Akshay recalls what happened to him in his own narrative: "When it was about 3 o'clock, the Master came downstairs and walked towards the garden path. The devotees followed him. All others, who were elsewhere, hearing that the Master was walking in the garden, rushed there. We came down at once and quickly went to the place where the Master was walking with the other devotees. I stood on one side behind the Master. Two beautiful champa flowers were in my hands. The great devotee Girish (Chandra Ghosh) was near the Master and talking with him. The Master was charmingly dressed that day. Looking at him once, the form cannot be forgotten. He wore a red bordered cotton cloth. A green coloured coat was on his body. He had a cotton cap which covered his head and also his ears. On his feet there were socks and slippers which had decorations of creepers and leaves on them. His face was shining and luminous. Though the body was emaciated by his terrible illness, his face was charming and rays of light were always playing on it...... A little afterwards, the Master blessed the devotees and raising his right hand said, 'May you have (God)consciousness. What else can I say?' Then the Master returned to the path leading towards the house. I was standing some distance away. From there he addressed me, 'Hello, my boy, what are you doing?' He then came near, touched my chest with his hand and recited something in my ear which, being a Maha-mantra, I shall keep secret.
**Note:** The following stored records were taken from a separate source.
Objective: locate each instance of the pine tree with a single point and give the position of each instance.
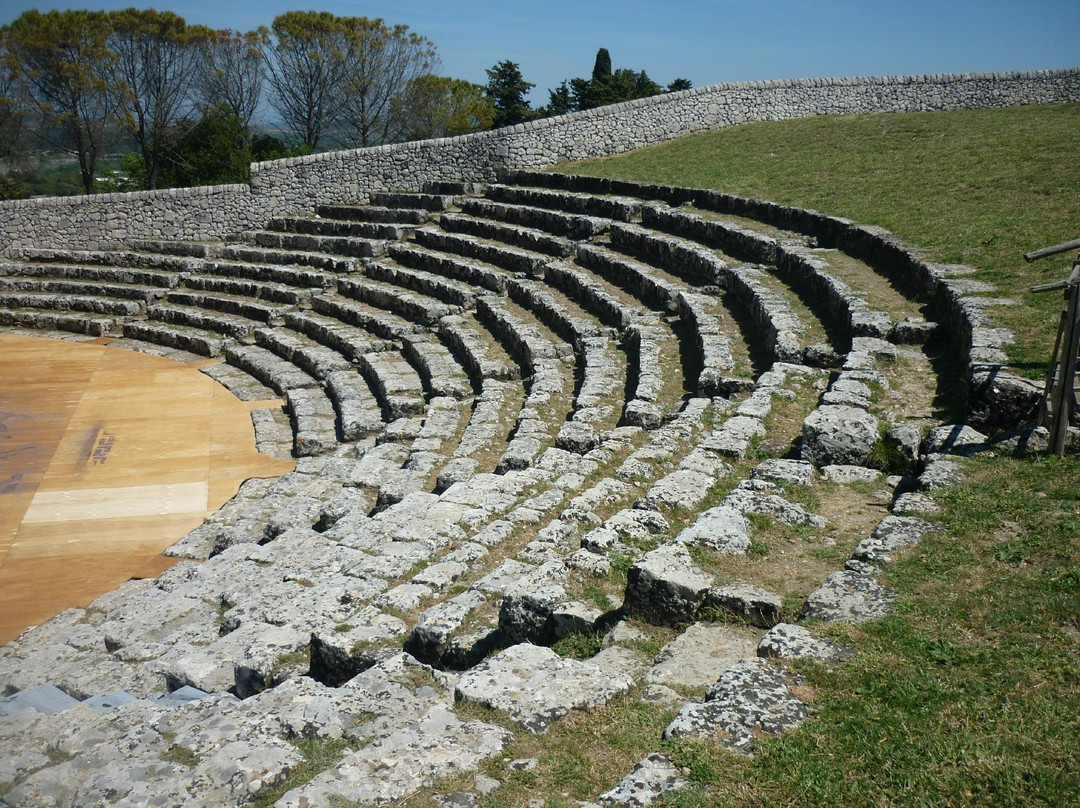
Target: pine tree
(507, 89)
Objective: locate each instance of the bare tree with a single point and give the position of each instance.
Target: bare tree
(307, 71)
(157, 56)
(62, 59)
(439, 106)
(381, 63)
(233, 72)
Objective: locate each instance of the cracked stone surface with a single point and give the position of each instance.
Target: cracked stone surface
(848, 596)
(650, 781)
(752, 696)
(536, 687)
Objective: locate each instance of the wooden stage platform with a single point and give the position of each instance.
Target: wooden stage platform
(107, 457)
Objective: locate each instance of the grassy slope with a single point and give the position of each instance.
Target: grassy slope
(969, 695)
(979, 187)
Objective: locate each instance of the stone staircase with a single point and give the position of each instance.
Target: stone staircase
(548, 407)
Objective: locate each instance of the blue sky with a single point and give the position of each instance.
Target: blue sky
(706, 41)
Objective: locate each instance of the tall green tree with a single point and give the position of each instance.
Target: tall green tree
(307, 71)
(507, 89)
(439, 106)
(153, 73)
(605, 86)
(559, 101)
(63, 59)
(381, 61)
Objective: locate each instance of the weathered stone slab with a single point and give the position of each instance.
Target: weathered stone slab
(848, 596)
(751, 697)
(723, 529)
(698, 656)
(785, 641)
(536, 687)
(779, 470)
(892, 534)
(650, 781)
(682, 488)
(437, 745)
(834, 434)
(846, 474)
(751, 604)
(955, 439)
(665, 587)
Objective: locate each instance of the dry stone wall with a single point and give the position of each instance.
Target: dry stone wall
(296, 185)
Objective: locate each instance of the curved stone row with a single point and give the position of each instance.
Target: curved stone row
(491, 420)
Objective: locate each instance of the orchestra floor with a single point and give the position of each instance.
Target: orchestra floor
(107, 457)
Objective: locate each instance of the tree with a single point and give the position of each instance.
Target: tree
(232, 72)
(62, 58)
(215, 150)
(308, 72)
(507, 89)
(601, 90)
(604, 88)
(153, 72)
(437, 106)
(380, 64)
(559, 101)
What did I see and what did I hear? I shall only say that my heart's desire was fulfilled that day and I only wish to pass the rest of my days in singing the glory of Sri Ramakrishna."

===Literary pursuits===
After Sri Ramakrishna's death in August 1886, Akshay decided to pen down some of his teachings in the form of a long narrative poem. He was encouraged in this effort by Swami Vivekananda. In 1887, he started writing the verses and after finishing a part of it he got it reviewed by Swami Vivekananda who was impressed by his writings and took him to holy mother Sri Sarada Devi. He wrote the work in the form of a panchali or long narrative poem in a local style prevalent in Bengal between 1884 and 1901. He sent a copy of his work to Swami Vivekananda, who was ecstatic by the depiction. The book was initially named as Charitamrita and then later came to be known as Sri Sri Ramakrishna Punthi. The book has been translated into English prose under the title A Portrait of Sri Ramakrishna. Apart from the Punthi, Akshay also wrote The Teachings of Sri Ramakrishna in 1896 and The Glory of Sri Ramakrishna (Srî Srî Râmakrishna
Mahimâ) in 1910, both in Bengali. Critics say the Punthi is a complementary work to two other authoritative volumes on Sri Ramakrishna, the Gospel of Sri Ramakrishna by 'M' and Sri Ramakrishna the Great Master by Swami Saradananda.

===Later life===
Afterwards Akshaya returned to his native village and despite moderate success of his books he remained poor. He travelled to the birthplace of Sri Ramakrishna, Kamarpukur and met the holy mother Sarada Devi. He died of bloody dysentery on 7 December 1923.